Studio album by Finite Automata
- Released: December 29, 2012
- Recorded: Mid–late 2012
- Genre: Electro industrial; industrial rock; electronic; noise;
- Length: 39:26
- Label: Beyond Therapy
- Producer: Mod Eschar

Finite Automata chronology
| Here Won No One (2011) | Recurse (2012) | Second Circle (2015) |

= Recurse (album) =

Recurse is the debut studio album released by American electro-industrial band Finite Automata. It was released on December 29, 2012, by Beyond Therapy Records in digital format, and released on compact disc on February 22, 2013.
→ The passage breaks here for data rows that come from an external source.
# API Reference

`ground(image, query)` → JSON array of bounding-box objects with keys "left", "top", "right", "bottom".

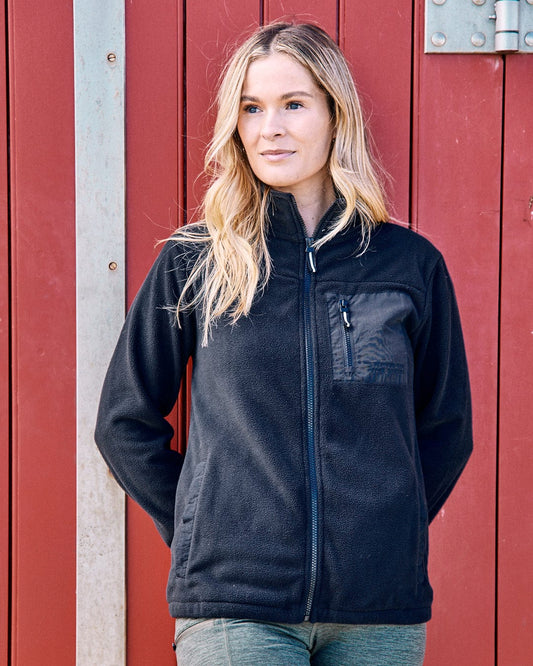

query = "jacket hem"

[{"left": 169, "top": 601, "right": 431, "bottom": 625}]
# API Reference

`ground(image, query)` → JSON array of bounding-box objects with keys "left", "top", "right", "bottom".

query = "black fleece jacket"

[{"left": 95, "top": 191, "right": 473, "bottom": 625}]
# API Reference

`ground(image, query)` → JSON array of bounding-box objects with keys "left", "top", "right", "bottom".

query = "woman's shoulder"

[
  {"left": 160, "top": 221, "right": 210, "bottom": 262},
  {"left": 168, "top": 220, "right": 210, "bottom": 248},
  {"left": 365, "top": 221, "right": 449, "bottom": 290},
  {"left": 372, "top": 221, "right": 444, "bottom": 264},
  {"left": 137, "top": 223, "right": 209, "bottom": 291},
  {"left": 375, "top": 221, "right": 443, "bottom": 254}
]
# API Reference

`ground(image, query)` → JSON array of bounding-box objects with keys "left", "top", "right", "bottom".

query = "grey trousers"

[{"left": 173, "top": 618, "right": 427, "bottom": 665}]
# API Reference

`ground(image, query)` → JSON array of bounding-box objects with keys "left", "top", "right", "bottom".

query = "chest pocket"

[{"left": 326, "top": 291, "right": 414, "bottom": 385}]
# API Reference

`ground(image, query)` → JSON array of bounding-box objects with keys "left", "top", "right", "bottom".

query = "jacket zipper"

[
  {"left": 303, "top": 237, "right": 319, "bottom": 621},
  {"left": 339, "top": 299, "right": 353, "bottom": 368}
]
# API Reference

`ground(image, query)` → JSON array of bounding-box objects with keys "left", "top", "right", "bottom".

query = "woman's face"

[{"left": 237, "top": 52, "right": 335, "bottom": 203}]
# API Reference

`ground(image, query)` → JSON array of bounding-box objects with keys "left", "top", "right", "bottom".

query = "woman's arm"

[
  {"left": 413, "top": 256, "right": 473, "bottom": 523},
  {"left": 94, "top": 241, "right": 196, "bottom": 546}
]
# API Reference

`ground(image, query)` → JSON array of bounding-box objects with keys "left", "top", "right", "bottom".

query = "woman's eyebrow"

[
  {"left": 280, "top": 91, "right": 314, "bottom": 100},
  {"left": 240, "top": 90, "right": 314, "bottom": 102}
]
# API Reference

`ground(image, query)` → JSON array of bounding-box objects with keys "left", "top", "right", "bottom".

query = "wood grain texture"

[
  {"left": 265, "top": 0, "right": 337, "bottom": 37},
  {"left": 0, "top": 2, "right": 9, "bottom": 663},
  {"left": 341, "top": 0, "right": 413, "bottom": 224},
  {"left": 186, "top": 0, "right": 260, "bottom": 217},
  {"left": 497, "top": 54, "right": 533, "bottom": 666},
  {"left": 9, "top": 0, "right": 76, "bottom": 662}
]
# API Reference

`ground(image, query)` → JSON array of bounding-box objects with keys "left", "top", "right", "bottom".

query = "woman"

[{"left": 95, "top": 22, "right": 472, "bottom": 665}]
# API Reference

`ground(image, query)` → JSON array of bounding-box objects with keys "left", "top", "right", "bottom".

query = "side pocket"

[
  {"left": 417, "top": 493, "right": 429, "bottom": 588},
  {"left": 175, "top": 461, "right": 207, "bottom": 578}
]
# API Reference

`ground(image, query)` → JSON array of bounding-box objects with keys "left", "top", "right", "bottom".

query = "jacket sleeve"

[
  {"left": 413, "top": 256, "right": 473, "bottom": 524},
  {"left": 94, "top": 241, "right": 196, "bottom": 546}
]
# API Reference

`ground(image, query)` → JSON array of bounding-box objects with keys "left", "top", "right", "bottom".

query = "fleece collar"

[{"left": 266, "top": 189, "right": 352, "bottom": 243}]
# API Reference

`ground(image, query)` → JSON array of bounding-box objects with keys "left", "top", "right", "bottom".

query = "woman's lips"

[{"left": 260, "top": 150, "right": 295, "bottom": 162}]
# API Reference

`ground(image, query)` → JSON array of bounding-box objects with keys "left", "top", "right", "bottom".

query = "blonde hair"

[{"left": 175, "top": 22, "right": 389, "bottom": 345}]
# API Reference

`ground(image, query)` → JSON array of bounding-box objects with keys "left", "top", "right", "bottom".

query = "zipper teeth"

[
  {"left": 343, "top": 327, "right": 353, "bottom": 367},
  {"left": 303, "top": 241, "right": 318, "bottom": 621},
  {"left": 339, "top": 300, "right": 353, "bottom": 367}
]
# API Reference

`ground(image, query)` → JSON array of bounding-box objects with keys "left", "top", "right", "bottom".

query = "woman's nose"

[{"left": 260, "top": 111, "right": 285, "bottom": 140}]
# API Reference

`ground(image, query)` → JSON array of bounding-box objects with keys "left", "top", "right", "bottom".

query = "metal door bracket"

[{"left": 425, "top": 0, "right": 533, "bottom": 53}]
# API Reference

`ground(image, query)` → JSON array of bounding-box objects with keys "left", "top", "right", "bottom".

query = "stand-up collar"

[{"left": 267, "top": 189, "right": 350, "bottom": 242}]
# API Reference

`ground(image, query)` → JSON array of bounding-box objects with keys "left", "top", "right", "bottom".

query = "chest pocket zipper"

[{"left": 338, "top": 299, "right": 353, "bottom": 368}]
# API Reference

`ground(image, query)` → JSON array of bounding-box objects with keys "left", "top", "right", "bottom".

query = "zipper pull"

[
  {"left": 305, "top": 238, "right": 317, "bottom": 273},
  {"left": 339, "top": 299, "right": 351, "bottom": 329}
]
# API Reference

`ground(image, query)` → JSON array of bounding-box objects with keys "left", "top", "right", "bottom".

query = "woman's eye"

[
  {"left": 287, "top": 101, "right": 302, "bottom": 110},
  {"left": 243, "top": 105, "right": 260, "bottom": 114}
]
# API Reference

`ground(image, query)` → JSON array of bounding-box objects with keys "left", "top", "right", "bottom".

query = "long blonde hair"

[{"left": 175, "top": 22, "right": 389, "bottom": 346}]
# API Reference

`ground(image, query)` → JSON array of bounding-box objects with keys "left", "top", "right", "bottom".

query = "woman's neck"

[{"left": 290, "top": 178, "right": 336, "bottom": 237}]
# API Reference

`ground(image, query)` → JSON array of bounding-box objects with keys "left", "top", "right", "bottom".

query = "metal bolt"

[
  {"left": 432, "top": 0, "right": 446, "bottom": 5},
  {"left": 431, "top": 32, "right": 447, "bottom": 47},
  {"left": 471, "top": 32, "right": 486, "bottom": 47},
  {"left": 107, "top": 52, "right": 117, "bottom": 63},
  {"left": 525, "top": 32, "right": 533, "bottom": 47},
  {"left": 108, "top": 261, "right": 118, "bottom": 271},
  {"left": 472, "top": 0, "right": 486, "bottom": 6}
]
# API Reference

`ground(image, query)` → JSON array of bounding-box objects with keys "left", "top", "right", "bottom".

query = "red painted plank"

[
  {"left": 0, "top": 2, "right": 9, "bottom": 663},
  {"left": 341, "top": 0, "right": 413, "bottom": 249},
  {"left": 498, "top": 54, "right": 533, "bottom": 666},
  {"left": 125, "top": 1, "right": 183, "bottom": 663},
  {"left": 412, "top": 2, "right": 500, "bottom": 663},
  {"left": 186, "top": 1, "right": 260, "bottom": 216},
  {"left": 126, "top": 0, "right": 182, "bottom": 296},
  {"left": 265, "top": 0, "right": 337, "bottom": 38},
  {"left": 8, "top": 0, "right": 76, "bottom": 663}
]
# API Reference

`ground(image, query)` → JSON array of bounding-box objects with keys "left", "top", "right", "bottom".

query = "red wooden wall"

[
  {"left": 498, "top": 55, "right": 533, "bottom": 666},
  {"left": 2, "top": 0, "right": 532, "bottom": 663},
  {"left": 3, "top": 0, "right": 77, "bottom": 664},
  {"left": 1, "top": 1, "right": 9, "bottom": 663}
]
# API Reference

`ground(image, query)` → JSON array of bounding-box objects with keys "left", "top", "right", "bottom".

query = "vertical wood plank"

[
  {"left": 498, "top": 54, "right": 533, "bottom": 666},
  {"left": 125, "top": 1, "right": 182, "bottom": 663},
  {"left": 264, "top": 0, "right": 337, "bottom": 37},
  {"left": 0, "top": 1, "right": 9, "bottom": 662},
  {"left": 341, "top": 0, "right": 413, "bottom": 235},
  {"left": 126, "top": 0, "right": 182, "bottom": 294},
  {"left": 412, "top": 2, "right": 500, "bottom": 663},
  {"left": 9, "top": 0, "right": 76, "bottom": 662},
  {"left": 186, "top": 0, "right": 260, "bottom": 217}
]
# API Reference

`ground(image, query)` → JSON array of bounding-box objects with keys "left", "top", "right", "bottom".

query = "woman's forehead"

[{"left": 241, "top": 53, "right": 321, "bottom": 97}]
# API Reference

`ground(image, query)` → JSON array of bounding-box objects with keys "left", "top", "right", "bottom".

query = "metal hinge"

[{"left": 425, "top": 0, "right": 533, "bottom": 53}]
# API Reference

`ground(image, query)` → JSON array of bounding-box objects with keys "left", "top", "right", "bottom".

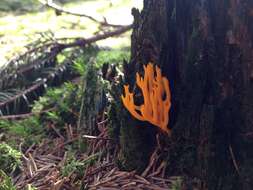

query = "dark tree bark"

[{"left": 118, "top": 0, "right": 253, "bottom": 189}]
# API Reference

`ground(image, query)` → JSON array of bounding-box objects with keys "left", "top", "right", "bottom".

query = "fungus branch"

[{"left": 121, "top": 63, "right": 171, "bottom": 134}]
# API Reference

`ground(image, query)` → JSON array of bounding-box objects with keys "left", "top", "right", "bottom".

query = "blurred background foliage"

[
  {"left": 0, "top": 0, "right": 84, "bottom": 13},
  {"left": 0, "top": 0, "right": 142, "bottom": 65},
  {"left": 0, "top": 0, "right": 39, "bottom": 12},
  {"left": 0, "top": 1, "right": 141, "bottom": 188}
]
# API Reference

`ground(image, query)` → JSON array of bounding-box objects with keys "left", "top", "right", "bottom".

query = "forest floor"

[{"left": 0, "top": 1, "right": 182, "bottom": 189}]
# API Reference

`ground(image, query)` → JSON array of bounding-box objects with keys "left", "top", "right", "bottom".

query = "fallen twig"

[
  {"left": 82, "top": 134, "right": 113, "bottom": 141},
  {"left": 60, "top": 24, "right": 132, "bottom": 50},
  {"left": 0, "top": 107, "right": 55, "bottom": 120},
  {"left": 229, "top": 145, "right": 240, "bottom": 176}
]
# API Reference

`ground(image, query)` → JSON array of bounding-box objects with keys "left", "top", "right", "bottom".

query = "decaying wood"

[{"left": 120, "top": 0, "right": 253, "bottom": 188}]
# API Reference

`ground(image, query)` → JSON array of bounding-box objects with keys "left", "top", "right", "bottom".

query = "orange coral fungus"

[{"left": 121, "top": 63, "right": 171, "bottom": 134}]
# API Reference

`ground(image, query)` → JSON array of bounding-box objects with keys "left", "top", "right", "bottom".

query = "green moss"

[
  {"left": 0, "top": 117, "right": 44, "bottom": 148},
  {"left": 0, "top": 170, "right": 16, "bottom": 190},
  {"left": 60, "top": 152, "right": 98, "bottom": 178},
  {"left": 96, "top": 49, "right": 130, "bottom": 68},
  {"left": 0, "top": 143, "right": 21, "bottom": 175}
]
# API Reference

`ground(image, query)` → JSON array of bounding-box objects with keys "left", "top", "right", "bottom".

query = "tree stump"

[{"left": 117, "top": 0, "right": 253, "bottom": 189}]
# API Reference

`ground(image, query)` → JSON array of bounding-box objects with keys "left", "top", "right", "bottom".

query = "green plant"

[
  {"left": 61, "top": 158, "right": 84, "bottom": 177},
  {"left": 0, "top": 170, "right": 16, "bottom": 190},
  {"left": 95, "top": 49, "right": 130, "bottom": 68},
  {"left": 26, "top": 184, "right": 37, "bottom": 190},
  {"left": 0, "top": 117, "right": 44, "bottom": 147},
  {"left": 73, "top": 59, "right": 87, "bottom": 75},
  {"left": 0, "top": 143, "right": 21, "bottom": 175},
  {"left": 73, "top": 48, "right": 130, "bottom": 73},
  {"left": 61, "top": 152, "right": 99, "bottom": 177},
  {"left": 171, "top": 177, "right": 183, "bottom": 190},
  {"left": 72, "top": 46, "right": 99, "bottom": 75},
  {"left": 32, "top": 82, "right": 82, "bottom": 128}
]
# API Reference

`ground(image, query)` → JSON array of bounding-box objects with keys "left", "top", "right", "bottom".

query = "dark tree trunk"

[{"left": 118, "top": 0, "right": 253, "bottom": 189}]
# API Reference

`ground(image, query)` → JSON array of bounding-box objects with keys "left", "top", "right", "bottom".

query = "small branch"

[
  {"left": 38, "top": 0, "right": 127, "bottom": 28},
  {"left": 229, "top": 145, "right": 240, "bottom": 176},
  {"left": 0, "top": 107, "right": 55, "bottom": 120},
  {"left": 48, "top": 123, "right": 65, "bottom": 140},
  {"left": 60, "top": 24, "right": 132, "bottom": 49},
  {"left": 83, "top": 135, "right": 113, "bottom": 141},
  {"left": 28, "top": 153, "right": 38, "bottom": 172},
  {"left": 0, "top": 79, "right": 46, "bottom": 108}
]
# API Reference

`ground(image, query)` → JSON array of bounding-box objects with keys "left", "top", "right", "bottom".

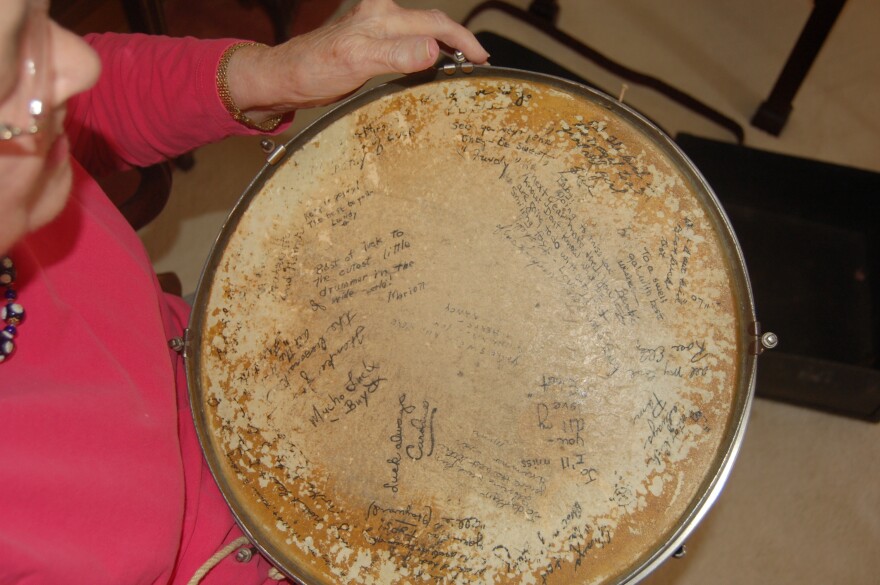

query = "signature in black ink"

[
  {"left": 385, "top": 394, "right": 416, "bottom": 493},
  {"left": 406, "top": 400, "right": 437, "bottom": 460}
]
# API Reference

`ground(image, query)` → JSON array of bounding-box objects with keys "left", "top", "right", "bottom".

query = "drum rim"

[{"left": 185, "top": 64, "right": 759, "bottom": 585}]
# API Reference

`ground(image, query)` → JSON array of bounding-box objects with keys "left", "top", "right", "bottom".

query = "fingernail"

[{"left": 424, "top": 39, "right": 433, "bottom": 61}]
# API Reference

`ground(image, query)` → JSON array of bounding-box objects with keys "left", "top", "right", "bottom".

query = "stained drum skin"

[{"left": 193, "top": 73, "right": 747, "bottom": 585}]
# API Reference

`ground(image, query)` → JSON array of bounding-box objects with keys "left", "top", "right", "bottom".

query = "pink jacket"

[{"left": 1, "top": 33, "right": 288, "bottom": 584}]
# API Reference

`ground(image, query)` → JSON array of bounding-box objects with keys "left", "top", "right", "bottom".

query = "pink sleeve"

[{"left": 64, "top": 32, "right": 291, "bottom": 178}]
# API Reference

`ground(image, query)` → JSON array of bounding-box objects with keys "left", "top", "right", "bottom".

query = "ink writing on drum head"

[{"left": 197, "top": 75, "right": 743, "bottom": 585}]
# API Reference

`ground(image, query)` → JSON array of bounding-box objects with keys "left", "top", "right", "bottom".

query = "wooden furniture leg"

[{"left": 751, "top": 0, "right": 847, "bottom": 136}]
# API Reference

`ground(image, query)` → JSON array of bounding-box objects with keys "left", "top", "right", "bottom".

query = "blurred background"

[{"left": 54, "top": 1, "right": 880, "bottom": 583}]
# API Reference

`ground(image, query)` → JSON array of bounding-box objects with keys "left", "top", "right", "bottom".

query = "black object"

[
  {"left": 119, "top": 0, "right": 298, "bottom": 45},
  {"left": 751, "top": 0, "right": 847, "bottom": 136},
  {"left": 677, "top": 133, "right": 880, "bottom": 422},
  {"left": 120, "top": 0, "right": 167, "bottom": 34}
]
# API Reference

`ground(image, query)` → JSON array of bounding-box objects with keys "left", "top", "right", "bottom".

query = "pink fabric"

[{"left": 1, "top": 33, "right": 289, "bottom": 584}]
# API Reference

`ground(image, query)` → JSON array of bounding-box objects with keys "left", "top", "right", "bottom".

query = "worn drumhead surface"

[{"left": 189, "top": 68, "right": 755, "bottom": 585}]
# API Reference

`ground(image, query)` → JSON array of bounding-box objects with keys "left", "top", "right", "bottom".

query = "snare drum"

[{"left": 185, "top": 64, "right": 767, "bottom": 585}]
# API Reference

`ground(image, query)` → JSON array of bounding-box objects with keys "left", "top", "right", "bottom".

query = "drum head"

[{"left": 187, "top": 67, "right": 757, "bottom": 585}]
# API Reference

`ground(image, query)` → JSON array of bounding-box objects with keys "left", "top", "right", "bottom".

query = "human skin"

[
  {"left": 0, "top": 0, "right": 101, "bottom": 255},
  {"left": 0, "top": 0, "right": 488, "bottom": 255}
]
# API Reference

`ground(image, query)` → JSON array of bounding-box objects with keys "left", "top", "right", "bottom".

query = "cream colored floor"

[{"left": 140, "top": 1, "right": 880, "bottom": 583}]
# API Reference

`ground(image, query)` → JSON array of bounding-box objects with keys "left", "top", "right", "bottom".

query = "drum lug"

[
  {"left": 260, "top": 138, "right": 287, "bottom": 165},
  {"left": 168, "top": 328, "right": 190, "bottom": 357},
  {"left": 440, "top": 50, "right": 475, "bottom": 75},
  {"left": 235, "top": 546, "right": 255, "bottom": 563},
  {"left": 749, "top": 321, "right": 779, "bottom": 355}
]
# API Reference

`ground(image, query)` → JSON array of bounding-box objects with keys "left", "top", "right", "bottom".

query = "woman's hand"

[{"left": 226, "top": 0, "right": 489, "bottom": 121}]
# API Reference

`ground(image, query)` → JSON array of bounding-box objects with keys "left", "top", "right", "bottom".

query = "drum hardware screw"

[
  {"left": 441, "top": 50, "right": 475, "bottom": 75},
  {"left": 168, "top": 336, "right": 185, "bottom": 353},
  {"left": 673, "top": 544, "right": 687, "bottom": 559},
  {"left": 453, "top": 50, "right": 474, "bottom": 73},
  {"left": 761, "top": 331, "right": 779, "bottom": 350},
  {"left": 263, "top": 142, "right": 287, "bottom": 166},
  {"left": 749, "top": 321, "right": 778, "bottom": 355},
  {"left": 235, "top": 546, "right": 255, "bottom": 563}
]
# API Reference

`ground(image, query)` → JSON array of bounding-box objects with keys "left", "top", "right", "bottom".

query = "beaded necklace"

[{"left": 1, "top": 256, "right": 26, "bottom": 363}]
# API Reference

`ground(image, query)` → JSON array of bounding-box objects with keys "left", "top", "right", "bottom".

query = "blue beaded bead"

[
  {"left": 0, "top": 263, "right": 14, "bottom": 285},
  {"left": 0, "top": 338, "right": 13, "bottom": 360},
  {"left": 1, "top": 256, "right": 23, "bottom": 363},
  {"left": 1, "top": 302, "right": 25, "bottom": 325}
]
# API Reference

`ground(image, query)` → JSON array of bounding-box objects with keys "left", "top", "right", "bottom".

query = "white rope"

[{"left": 186, "top": 536, "right": 251, "bottom": 585}]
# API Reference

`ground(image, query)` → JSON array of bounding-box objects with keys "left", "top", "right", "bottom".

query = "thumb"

[{"left": 372, "top": 36, "right": 440, "bottom": 75}]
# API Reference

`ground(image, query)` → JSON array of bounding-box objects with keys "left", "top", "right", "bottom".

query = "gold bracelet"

[{"left": 216, "top": 42, "right": 283, "bottom": 132}]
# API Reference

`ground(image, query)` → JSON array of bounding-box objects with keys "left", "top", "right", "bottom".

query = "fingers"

[
  {"left": 373, "top": 36, "right": 441, "bottom": 74},
  {"left": 389, "top": 6, "right": 490, "bottom": 64},
  {"left": 240, "top": 1, "right": 491, "bottom": 113},
  {"left": 352, "top": 0, "right": 489, "bottom": 65}
]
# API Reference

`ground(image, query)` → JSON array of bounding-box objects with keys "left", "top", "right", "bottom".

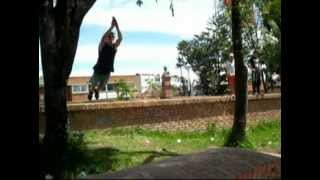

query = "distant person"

[
  {"left": 271, "top": 72, "right": 280, "bottom": 89},
  {"left": 161, "top": 66, "right": 172, "bottom": 98},
  {"left": 226, "top": 53, "right": 235, "bottom": 95},
  {"left": 88, "top": 16, "right": 122, "bottom": 100},
  {"left": 260, "top": 60, "right": 268, "bottom": 94},
  {"left": 161, "top": 66, "right": 170, "bottom": 91},
  {"left": 162, "top": 66, "right": 170, "bottom": 78},
  {"left": 249, "top": 51, "right": 261, "bottom": 96}
]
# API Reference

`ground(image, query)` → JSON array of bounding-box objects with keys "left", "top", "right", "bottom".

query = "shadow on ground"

[{"left": 85, "top": 147, "right": 180, "bottom": 175}]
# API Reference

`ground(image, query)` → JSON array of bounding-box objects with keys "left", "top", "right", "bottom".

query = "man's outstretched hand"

[{"left": 112, "top": 16, "right": 118, "bottom": 27}]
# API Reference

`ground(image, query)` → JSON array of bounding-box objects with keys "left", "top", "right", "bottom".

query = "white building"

[{"left": 138, "top": 73, "right": 161, "bottom": 94}]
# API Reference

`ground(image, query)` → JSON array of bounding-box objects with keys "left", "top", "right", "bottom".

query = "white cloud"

[
  {"left": 117, "top": 44, "right": 178, "bottom": 63},
  {"left": 40, "top": 0, "right": 214, "bottom": 81},
  {"left": 82, "top": 0, "right": 215, "bottom": 39},
  {"left": 41, "top": 39, "right": 198, "bottom": 81},
  {"left": 74, "top": 43, "right": 177, "bottom": 64},
  {"left": 74, "top": 45, "right": 99, "bottom": 63},
  {"left": 72, "top": 42, "right": 198, "bottom": 80}
]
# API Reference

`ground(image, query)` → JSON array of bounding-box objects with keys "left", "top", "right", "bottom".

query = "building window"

[{"left": 72, "top": 84, "right": 88, "bottom": 94}]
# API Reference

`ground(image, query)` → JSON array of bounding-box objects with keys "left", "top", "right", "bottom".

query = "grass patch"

[
  {"left": 40, "top": 119, "right": 280, "bottom": 178},
  {"left": 244, "top": 120, "right": 281, "bottom": 152}
]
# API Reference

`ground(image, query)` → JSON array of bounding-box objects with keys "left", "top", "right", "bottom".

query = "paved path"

[{"left": 80, "top": 148, "right": 281, "bottom": 179}]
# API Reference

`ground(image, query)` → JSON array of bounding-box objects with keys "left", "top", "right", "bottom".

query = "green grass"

[
  {"left": 40, "top": 119, "right": 281, "bottom": 178},
  {"left": 77, "top": 119, "right": 280, "bottom": 176},
  {"left": 243, "top": 120, "right": 281, "bottom": 152}
]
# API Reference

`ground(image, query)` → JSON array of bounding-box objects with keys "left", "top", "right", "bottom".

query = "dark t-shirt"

The album features reworked and re-recorded material from the group's previous demo-release Here Won No One, as well as reworked material written between 2007 and 2010. Its name is a reference to the computer science concept of recursion, and alludes to conflict that feeds back into itself.

==Track listing==

| No. | Title | Length |
|---|---|---|
| 1. | "Rot Inside" | 4:59 |
| 2. | "Decimate" | 2:48 |
| 3. | "War Saw" | 3:48 |
| 4. | "Filth In Eyes" | 4:43 |
| 5. | "Normalcy" | 2:17 |
| 6. | "Heaven's Itch" | 2:08 |
| 7. | "Here Won No One" | 5:20 |
| 8. | "Caustic" | 5:00 |
| 9. | "The Dervish (second vision)" | 4:12 |
| 10. | "The Shroud" | 4:11 |
| Total length: |  | 39:26 |

==Personnel==
- Mod Eschar - producer, vocals, lyrics, sampling, programming
- c. Grendel - synthesizers, keyboards, programming
- Mat Syn - synthesizers, guitars, bass
- Josh Hack - recording engineer
- Eric Sochocki - mastering

==Samples==

- A number of the samples from "Filth In Eyes" are taken from Roman Polanski's film The Tenant.
- A number of the samples from "Normalcy" are taken from home video recordings by David Koresh
- A sample from the beginning of "The Shroud" was taken from the 1991 segment of Unsolved Mysteries entitled "Allagash Abductions", and the end of the song samples part of the Jim Jones suicide recording.